According to The Atlantic’s Conor Friedersdorf, Australia was once “one of Earth’s freest societies” until the coronavirus spread around the world. Now, it has become a “hermit continent” in a bid to prevent the spread of the virus.
Friedersdorf asked, “How long can a country maintain emergency restrictions on its citizens’ lives while still calling itself a liberal democracy?”
“Australia has been testing the limits,” he said.
An Australian government website says, “Australia’s borders are currently closed, and international travel from Australia remains strictly controlled to help prevent the spread of COVID-19.”
“International travel from Australia is only available if you are exempt or you have been granted an individual exemption,” the website adds.
Friedersdorf notes that “another government website, dedicated to setting forth Australia’s human-rights-treaty obligations” says that the freedom to leave a country “cannot be made dependent on establishing a purpose or reason for leaving.”
Aside from international travel, there are also restrictions on intrastate travel.

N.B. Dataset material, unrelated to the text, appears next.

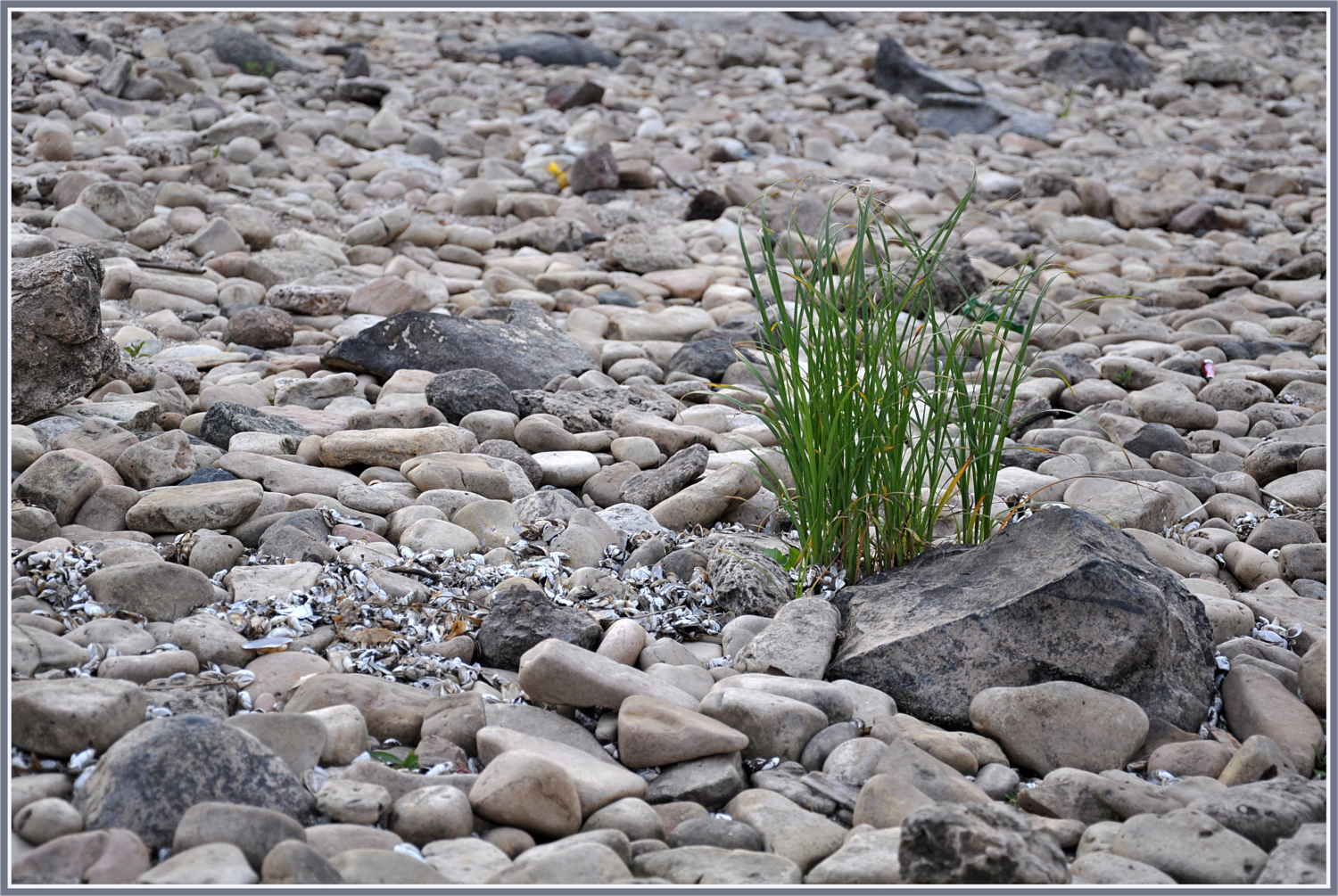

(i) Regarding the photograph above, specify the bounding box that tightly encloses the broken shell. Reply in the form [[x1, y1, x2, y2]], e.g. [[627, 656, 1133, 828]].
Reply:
[[243, 638, 293, 654]]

As The Atlantic notes, “The government of South Australia, one of the country’s six states, developed and is now testing an app as Orwellian as any in the free world to enforce its quarantine rules.”
“People in South Australia will be forced to download an app that combines facial recognition and geolocation. The state will text them at random times, and thereafter they will have 15 minutes to take a picture of their face in the location where they are supposed to be. Should they fail, the local police department will be sent to follow up in person. ‘We don’t tell them how often or when, on a random basis they have to reply within 15 minutes,’ Premier Steven Marshall explained. ‘I think every South Australian should feel pretty proud that we are the national pilot for the home-based quarantine app,'” Friedersdorf added.
Australia has made headlines in recent days over clashes in Melbourne and Sydney between police officers and people protesting COVID-19 measures after stay-at-home orders were extended.
In another example of the harsh measures designed to prevent the spread of the coronavirus, one local government reportedly fatally shot dogs that were supposed to go to a shelter in another town due to concerns that shelter employees could spread the virus.
Meanwhile, other states have imposed curfews and deployed the military to enforce lockdowns.